Obsidian CLI Wrapper

The MCP server registers:

  • one generated tool per wrapped Obsidian CLI command, using the command name normalized for MCP, for example read, search_context, and plugin_install
  • request_common_update for reviewed common-vault changes
  • cli_spec to show the wrapped Obsidian CLI command spec

Unsafe commands are intentionally blocked, including eval, developer protocol commands, plugin/theme install or enable operations, publish operations, sync/history restore, arbitrary command-palette execution, and global vault listing.

Beta Installs

Normal installs use npm's latest tag:

npm install -g obsidian-project-cli

Prereleases are published under the beta tag and must be explicitly requested:

npm install -g obsidian-project-cli@beta

For Contributors

Repository development commands:

npm install
npm run typecheck
npm test
npm run test:local
npm run build

npm run test:local is an end-to-end local smoke suite. It packs the package, installs it into a temporary global npm prefix, runs the installed obsidian-project command, initializes isolated config, creates a project vault, verifies the Git repos/common mount/Codex profile, deletes the project vault, and cleans up.

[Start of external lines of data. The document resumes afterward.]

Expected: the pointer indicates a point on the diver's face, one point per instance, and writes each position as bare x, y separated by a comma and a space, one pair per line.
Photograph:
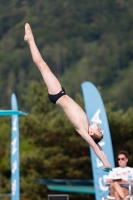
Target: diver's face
95, 131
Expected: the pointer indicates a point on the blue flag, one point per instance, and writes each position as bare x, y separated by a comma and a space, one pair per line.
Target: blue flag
96, 113
15, 152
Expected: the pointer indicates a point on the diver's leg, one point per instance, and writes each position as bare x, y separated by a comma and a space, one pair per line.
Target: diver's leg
50, 80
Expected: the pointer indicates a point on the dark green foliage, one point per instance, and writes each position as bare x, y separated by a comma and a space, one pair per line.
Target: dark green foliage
89, 40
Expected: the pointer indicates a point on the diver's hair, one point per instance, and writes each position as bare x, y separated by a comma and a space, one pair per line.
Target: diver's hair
123, 152
97, 140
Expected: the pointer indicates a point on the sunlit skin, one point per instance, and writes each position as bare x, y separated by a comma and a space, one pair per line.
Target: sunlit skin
116, 190
73, 111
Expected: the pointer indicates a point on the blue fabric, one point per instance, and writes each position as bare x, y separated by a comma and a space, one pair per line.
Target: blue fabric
96, 113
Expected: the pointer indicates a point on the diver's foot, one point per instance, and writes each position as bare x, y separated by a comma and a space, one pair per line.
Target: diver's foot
28, 33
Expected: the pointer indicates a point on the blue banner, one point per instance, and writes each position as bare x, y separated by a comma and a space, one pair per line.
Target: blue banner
96, 113
15, 152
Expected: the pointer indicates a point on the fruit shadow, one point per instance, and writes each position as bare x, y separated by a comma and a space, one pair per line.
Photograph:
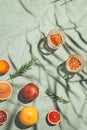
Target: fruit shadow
43, 47
21, 98
2, 100
63, 72
48, 121
19, 124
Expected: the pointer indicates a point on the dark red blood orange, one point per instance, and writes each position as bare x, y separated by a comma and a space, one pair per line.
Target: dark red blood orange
54, 117
3, 116
30, 92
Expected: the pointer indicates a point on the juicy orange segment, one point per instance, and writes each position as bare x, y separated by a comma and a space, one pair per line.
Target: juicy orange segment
4, 66
74, 63
5, 90
56, 39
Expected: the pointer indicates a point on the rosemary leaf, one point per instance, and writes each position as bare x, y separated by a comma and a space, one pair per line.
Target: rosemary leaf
54, 97
27, 66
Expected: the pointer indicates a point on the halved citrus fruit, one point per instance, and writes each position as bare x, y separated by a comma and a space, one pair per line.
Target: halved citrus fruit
4, 66
3, 116
5, 90
54, 117
56, 38
75, 63
28, 116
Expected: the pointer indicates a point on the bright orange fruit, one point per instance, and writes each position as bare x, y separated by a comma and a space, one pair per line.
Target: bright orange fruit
5, 90
3, 116
54, 117
28, 116
4, 66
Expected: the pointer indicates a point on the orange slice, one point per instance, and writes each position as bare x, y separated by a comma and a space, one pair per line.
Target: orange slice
5, 90
54, 117
75, 63
56, 39
4, 66
3, 116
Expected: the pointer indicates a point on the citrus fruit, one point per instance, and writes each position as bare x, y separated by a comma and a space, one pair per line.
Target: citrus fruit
55, 38
30, 91
4, 66
28, 116
5, 90
75, 63
3, 116
54, 117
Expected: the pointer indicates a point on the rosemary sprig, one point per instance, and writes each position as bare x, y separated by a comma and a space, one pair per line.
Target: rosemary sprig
23, 68
54, 97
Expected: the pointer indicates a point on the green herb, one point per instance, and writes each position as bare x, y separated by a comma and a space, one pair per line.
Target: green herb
54, 97
23, 69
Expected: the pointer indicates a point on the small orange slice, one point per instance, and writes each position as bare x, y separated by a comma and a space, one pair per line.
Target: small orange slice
56, 39
4, 66
75, 63
3, 116
54, 117
5, 90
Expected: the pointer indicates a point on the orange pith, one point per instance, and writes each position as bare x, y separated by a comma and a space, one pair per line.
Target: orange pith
5, 90
4, 66
74, 63
56, 39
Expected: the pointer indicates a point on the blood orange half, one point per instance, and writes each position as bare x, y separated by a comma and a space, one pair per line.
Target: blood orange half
75, 63
54, 117
5, 90
55, 38
3, 116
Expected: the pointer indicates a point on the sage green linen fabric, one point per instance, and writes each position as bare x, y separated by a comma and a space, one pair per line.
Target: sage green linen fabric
24, 24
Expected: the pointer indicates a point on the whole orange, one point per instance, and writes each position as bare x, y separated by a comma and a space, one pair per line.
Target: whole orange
28, 116
4, 66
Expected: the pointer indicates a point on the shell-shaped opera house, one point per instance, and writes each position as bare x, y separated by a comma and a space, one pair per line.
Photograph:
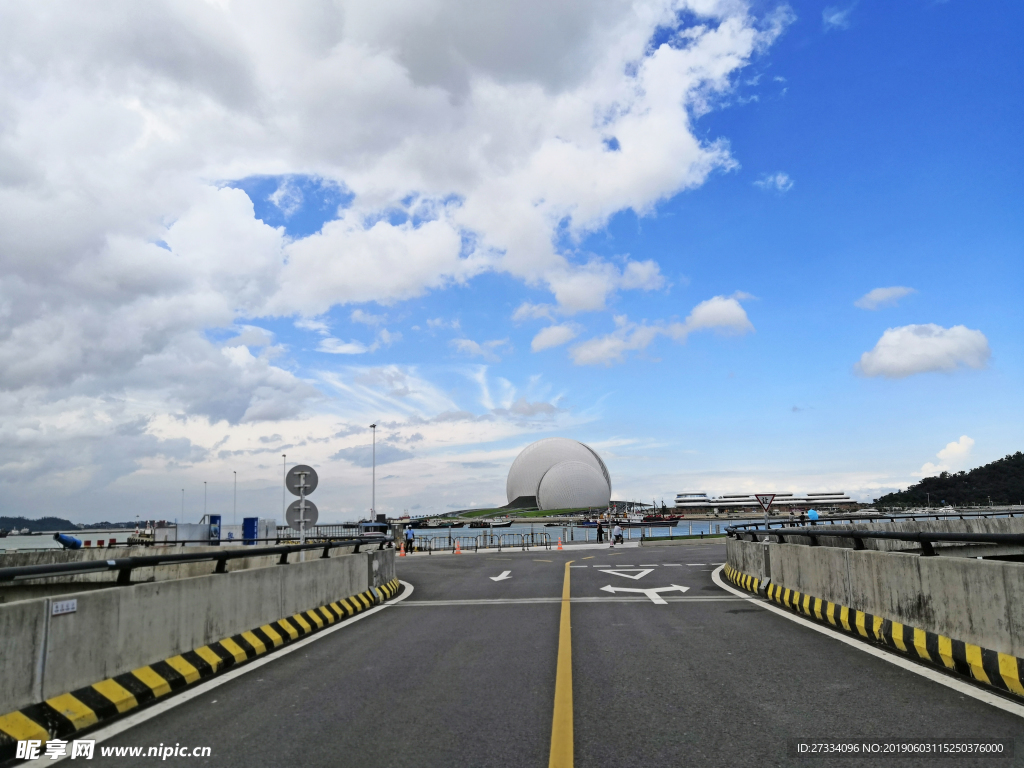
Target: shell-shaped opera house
558, 473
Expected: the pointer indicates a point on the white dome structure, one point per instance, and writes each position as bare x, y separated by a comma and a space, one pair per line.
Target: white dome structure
559, 473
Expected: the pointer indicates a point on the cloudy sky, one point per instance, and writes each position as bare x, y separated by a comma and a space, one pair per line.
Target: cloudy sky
734, 247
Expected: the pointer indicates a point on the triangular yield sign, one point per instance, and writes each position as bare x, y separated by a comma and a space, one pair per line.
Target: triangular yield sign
642, 572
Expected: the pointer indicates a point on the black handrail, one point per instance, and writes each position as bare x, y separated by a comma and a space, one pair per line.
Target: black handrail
925, 538
876, 517
124, 565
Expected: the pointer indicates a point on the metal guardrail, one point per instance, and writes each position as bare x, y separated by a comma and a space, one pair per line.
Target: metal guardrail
882, 517
124, 565
431, 544
924, 538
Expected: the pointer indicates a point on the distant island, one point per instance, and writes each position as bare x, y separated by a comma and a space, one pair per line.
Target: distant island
56, 523
1001, 481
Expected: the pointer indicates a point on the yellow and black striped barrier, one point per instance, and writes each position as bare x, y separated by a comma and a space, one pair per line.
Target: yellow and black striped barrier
999, 671
61, 716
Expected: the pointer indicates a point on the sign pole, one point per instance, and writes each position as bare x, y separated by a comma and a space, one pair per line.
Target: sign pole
765, 501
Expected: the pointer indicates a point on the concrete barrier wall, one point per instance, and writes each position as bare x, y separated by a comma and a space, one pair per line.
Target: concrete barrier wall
60, 585
948, 525
962, 598
120, 629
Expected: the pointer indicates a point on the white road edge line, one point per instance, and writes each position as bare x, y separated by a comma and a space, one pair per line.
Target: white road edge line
159, 709
934, 676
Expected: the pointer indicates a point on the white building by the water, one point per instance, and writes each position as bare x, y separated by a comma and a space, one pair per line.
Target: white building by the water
700, 501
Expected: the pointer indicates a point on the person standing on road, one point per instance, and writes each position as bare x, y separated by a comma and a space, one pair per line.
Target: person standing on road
616, 535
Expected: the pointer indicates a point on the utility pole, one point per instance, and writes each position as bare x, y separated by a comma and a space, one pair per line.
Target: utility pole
373, 481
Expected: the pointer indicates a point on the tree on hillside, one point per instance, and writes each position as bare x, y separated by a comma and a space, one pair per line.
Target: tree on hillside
1001, 481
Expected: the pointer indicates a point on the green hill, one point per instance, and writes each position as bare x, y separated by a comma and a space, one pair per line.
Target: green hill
1003, 480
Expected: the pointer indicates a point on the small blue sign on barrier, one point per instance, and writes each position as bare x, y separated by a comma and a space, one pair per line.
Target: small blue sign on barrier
250, 529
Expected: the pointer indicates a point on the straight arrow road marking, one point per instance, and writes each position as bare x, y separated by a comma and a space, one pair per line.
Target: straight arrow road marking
651, 593
641, 574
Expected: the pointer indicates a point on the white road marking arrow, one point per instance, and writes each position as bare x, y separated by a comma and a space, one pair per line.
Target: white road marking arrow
651, 593
641, 574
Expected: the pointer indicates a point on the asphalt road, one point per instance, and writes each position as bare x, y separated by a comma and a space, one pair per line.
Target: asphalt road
463, 674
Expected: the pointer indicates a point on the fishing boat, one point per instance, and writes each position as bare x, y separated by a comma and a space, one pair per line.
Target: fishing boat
436, 524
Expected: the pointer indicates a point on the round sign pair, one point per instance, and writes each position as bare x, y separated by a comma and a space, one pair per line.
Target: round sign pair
301, 478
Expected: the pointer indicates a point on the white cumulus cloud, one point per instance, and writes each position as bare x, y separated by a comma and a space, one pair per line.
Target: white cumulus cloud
554, 336
880, 297
486, 349
835, 17
722, 313
915, 349
952, 458
777, 181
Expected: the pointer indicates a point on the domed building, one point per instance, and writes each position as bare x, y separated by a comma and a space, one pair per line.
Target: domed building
558, 473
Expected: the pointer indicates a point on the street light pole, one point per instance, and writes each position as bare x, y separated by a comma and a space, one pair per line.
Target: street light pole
373, 482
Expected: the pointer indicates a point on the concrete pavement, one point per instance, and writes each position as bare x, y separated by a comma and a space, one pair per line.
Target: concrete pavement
463, 674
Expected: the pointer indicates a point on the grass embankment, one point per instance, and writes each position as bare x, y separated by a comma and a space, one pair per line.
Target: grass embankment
500, 512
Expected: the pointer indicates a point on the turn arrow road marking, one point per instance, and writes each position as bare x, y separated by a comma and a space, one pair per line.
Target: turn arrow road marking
651, 593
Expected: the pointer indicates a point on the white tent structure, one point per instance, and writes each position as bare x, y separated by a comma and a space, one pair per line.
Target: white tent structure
559, 473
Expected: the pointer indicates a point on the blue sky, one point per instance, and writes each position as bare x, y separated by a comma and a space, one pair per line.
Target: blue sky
829, 151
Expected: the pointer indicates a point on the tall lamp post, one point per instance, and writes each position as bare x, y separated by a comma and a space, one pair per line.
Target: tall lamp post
373, 482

The smoke suite sets OBSIDIAN_PROJECT_SKIP_POSTINSTALL=1 only for its temporary npm install, so package and vault behavior can still be tested on CI or a fresh machine. It also runs a verbose doctor probe at the end to show whether the real runtime CLIs are ready.

Release publishing is automated by .github/workflows/release.yml:

  • Stable GitHub Releases publish to npm with the latest dist-tag.
  • GitHub prereleases publish to npm with the beta dist-tag.
  • npm publishing uses Trusted Publishing/OIDC, so no NPM_TOKEN repository secret is required.
  • The workflow uploads the packed .tgz to the GitHub Release.
  • The workflow appends generated release notes listing included PRs and contributors.

Before creating a release, make sure the GitHub release tag matches package.json version, with an optional leading v in the tag. For example, package version 0.2.0 should use tag v0.2.0 or 0.2.0. For prereleases, use a semver prerelease version such as 0.2.0-beta.0.